I’m assuming you mean irrational numbers, so I’m just going to prove that a single number with infinite decimals exist. Let’s use the square root of two. Any number with a limited amount of decimals can be represented with a fraction of intergers, a quick way to think about it is the number 1,23 is 123/100, 1,234 is 1234/1000 and so on.

So now since we know that any number with a finite numbers of decimals is a rational number and we are claiming square root of two *(sqrt(2) from now on)* is a number with a finite number of decimals then this means square root of two can be represented as a fraction.

So we say that

sqrt(2)= P/Q

where P and Q are positive intergers. We can make sure that P and Q are one even and the other odd by reducing the fraction (the same way we can say 6/4=3/2, 6 and 4 are both even but 3/2 one is even and the other one is odd)

EDIT/CORRECTION: we can’t make sure P and Q are an even and an odd number (since 3/5 doesn’t have an even and an odd) but we can make sure that they don’t have common factors, meaning both numbers can’t be even since if both are even we can reduce the common factor of 2. So either both are odd or one is odd and the other is even.

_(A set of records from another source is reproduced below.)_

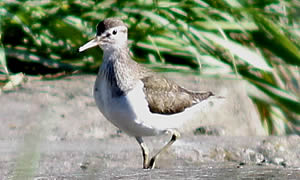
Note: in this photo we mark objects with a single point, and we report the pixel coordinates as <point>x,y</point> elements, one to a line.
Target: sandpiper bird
<point>133,98</point>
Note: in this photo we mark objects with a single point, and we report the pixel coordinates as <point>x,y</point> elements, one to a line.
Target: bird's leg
<point>175,135</point>
<point>145,152</point>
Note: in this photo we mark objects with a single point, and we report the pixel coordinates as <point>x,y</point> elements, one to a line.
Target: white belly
<point>129,113</point>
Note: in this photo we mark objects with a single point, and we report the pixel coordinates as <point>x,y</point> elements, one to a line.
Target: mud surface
<point>53,130</point>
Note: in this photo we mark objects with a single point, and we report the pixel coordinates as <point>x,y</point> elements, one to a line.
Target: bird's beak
<point>92,43</point>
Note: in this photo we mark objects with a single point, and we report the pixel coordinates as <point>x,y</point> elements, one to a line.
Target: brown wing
<point>166,97</point>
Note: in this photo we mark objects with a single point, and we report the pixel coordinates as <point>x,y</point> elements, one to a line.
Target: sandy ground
<point>53,130</point>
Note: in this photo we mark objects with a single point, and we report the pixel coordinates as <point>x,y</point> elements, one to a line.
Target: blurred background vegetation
<point>254,40</point>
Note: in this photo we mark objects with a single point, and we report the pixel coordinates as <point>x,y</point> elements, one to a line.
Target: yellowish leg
<point>175,135</point>
<point>145,152</point>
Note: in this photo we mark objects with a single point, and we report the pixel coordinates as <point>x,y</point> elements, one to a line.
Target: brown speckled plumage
<point>166,97</point>
<point>133,98</point>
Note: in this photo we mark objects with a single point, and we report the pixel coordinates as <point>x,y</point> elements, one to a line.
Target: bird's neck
<point>119,70</point>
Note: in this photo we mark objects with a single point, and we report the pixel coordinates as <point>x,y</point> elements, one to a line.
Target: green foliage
<point>254,40</point>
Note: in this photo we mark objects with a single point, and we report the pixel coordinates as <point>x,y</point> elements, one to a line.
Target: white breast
<point>127,112</point>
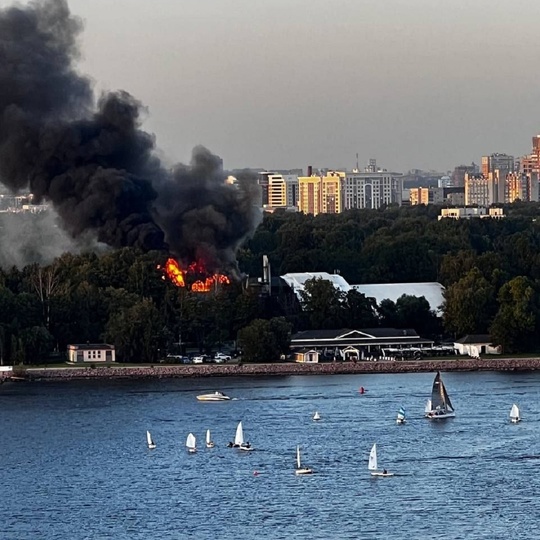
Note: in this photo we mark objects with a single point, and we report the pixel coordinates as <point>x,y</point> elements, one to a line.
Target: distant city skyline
<point>286,84</point>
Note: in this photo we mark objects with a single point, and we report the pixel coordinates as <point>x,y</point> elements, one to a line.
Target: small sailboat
<point>191,443</point>
<point>299,469</point>
<point>441,406</point>
<point>514,414</point>
<point>372,464</point>
<point>209,442</point>
<point>150,441</point>
<point>239,439</point>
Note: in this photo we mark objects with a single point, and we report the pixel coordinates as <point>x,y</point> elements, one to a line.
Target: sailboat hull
<point>437,415</point>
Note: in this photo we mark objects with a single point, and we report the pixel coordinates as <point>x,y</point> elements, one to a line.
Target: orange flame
<point>178,276</point>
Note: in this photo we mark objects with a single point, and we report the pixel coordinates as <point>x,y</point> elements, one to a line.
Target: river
<point>75,463</point>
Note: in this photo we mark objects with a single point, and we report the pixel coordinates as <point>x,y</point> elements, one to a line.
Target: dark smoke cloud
<point>93,161</point>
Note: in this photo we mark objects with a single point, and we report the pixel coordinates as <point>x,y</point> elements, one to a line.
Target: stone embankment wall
<point>282,369</point>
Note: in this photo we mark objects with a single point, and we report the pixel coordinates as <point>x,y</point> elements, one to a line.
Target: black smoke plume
<point>93,161</point>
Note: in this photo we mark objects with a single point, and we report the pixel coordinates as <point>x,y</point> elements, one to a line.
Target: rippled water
<point>75,463</point>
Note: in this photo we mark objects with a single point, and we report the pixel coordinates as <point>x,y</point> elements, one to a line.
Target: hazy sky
<point>286,83</point>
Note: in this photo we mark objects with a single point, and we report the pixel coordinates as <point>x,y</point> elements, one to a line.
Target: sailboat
<point>149,441</point>
<point>299,468</point>
<point>441,406</point>
<point>372,464</point>
<point>191,444</point>
<point>209,442</point>
<point>514,414</point>
<point>427,410</point>
<point>239,439</point>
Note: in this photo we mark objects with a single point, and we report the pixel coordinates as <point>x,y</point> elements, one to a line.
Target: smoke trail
<point>94,163</point>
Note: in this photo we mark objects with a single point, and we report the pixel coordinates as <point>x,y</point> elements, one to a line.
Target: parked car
<point>220,357</point>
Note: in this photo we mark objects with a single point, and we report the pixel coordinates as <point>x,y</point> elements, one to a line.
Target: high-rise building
<point>371,190</point>
<point>501,162</point>
<point>277,191</point>
<point>458,176</point>
<point>521,186</point>
<point>318,194</point>
<point>291,181</point>
<point>479,189</point>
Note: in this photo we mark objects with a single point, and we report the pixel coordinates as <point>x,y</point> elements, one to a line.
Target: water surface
<point>75,463</point>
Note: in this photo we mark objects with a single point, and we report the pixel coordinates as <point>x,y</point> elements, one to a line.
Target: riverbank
<point>278,369</point>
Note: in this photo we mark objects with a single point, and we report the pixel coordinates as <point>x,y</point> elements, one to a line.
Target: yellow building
<point>321,194</point>
<point>277,191</point>
<point>419,196</point>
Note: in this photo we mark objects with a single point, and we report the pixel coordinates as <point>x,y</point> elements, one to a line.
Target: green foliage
<point>490,268</point>
<point>469,304</point>
<point>516,323</point>
<point>265,340</point>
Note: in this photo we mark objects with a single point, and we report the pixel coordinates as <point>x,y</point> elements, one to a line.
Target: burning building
<point>96,165</point>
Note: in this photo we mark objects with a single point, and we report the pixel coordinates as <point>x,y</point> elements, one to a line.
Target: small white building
<point>91,352</point>
<point>475,345</point>
<point>307,356</point>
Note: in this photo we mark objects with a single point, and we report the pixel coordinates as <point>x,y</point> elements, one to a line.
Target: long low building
<point>433,292</point>
<point>357,343</point>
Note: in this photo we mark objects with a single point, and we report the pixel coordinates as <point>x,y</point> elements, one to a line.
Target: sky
<point>280,84</point>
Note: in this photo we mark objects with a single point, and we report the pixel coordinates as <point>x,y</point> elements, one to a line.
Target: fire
<point>178,276</point>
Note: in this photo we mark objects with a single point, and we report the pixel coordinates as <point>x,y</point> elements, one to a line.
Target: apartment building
<point>371,189</point>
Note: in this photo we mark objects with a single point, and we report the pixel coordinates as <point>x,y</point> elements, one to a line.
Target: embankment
<point>280,369</point>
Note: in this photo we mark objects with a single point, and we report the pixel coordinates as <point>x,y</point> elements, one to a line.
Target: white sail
<point>191,441</point>
<point>514,413</point>
<point>372,465</point>
<point>239,437</point>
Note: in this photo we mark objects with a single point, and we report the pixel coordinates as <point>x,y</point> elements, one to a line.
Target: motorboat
<point>514,414</point>
<point>216,396</point>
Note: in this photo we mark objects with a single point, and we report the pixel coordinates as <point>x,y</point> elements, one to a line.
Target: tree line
<point>490,268</point>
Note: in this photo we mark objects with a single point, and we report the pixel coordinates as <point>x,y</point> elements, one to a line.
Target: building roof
<point>431,291</point>
<point>297,280</point>
<point>356,338</point>
<point>91,346</point>
<point>474,338</point>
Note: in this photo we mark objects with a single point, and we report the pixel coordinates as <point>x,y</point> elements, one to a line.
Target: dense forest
<point>490,268</point>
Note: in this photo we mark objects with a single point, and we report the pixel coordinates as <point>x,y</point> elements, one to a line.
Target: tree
<point>265,341</point>
<point>322,304</point>
<point>137,332</point>
<point>514,326</point>
<point>469,305</point>
<point>359,311</point>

So now we square both sides of the equation and get that

2=P^2 /Q^2

2* Q^2 = P^ 2

So if P^2 can be written by an interger times 2 then it means that P has to be even. So we know Q has to be the one that is odd.

Since P is even then we can write is as 2*M where M is an interger and therefore

P^2 = 2^2 * M^2 = 4* M^2

Ang going back to Q we get

2* Q^2 = 4* M^2 and moving the two we get

Q^2 = 2* M^2 which now tells us Q is an even number since is is the result of 2 times a positive integer for the same reason P was. This is an inconsistency since we specifically selected P and Q from one being even and the other odd.

So from assuming sqrt(2) could have a finite amount of decimals we got to an absurd of an odd number being even. Therefore sqrt(2) must have an infinte amount of decimals.

Similar demonstrations can be done with other numbers but this is just to prove that numbers with infinite decimals do exist.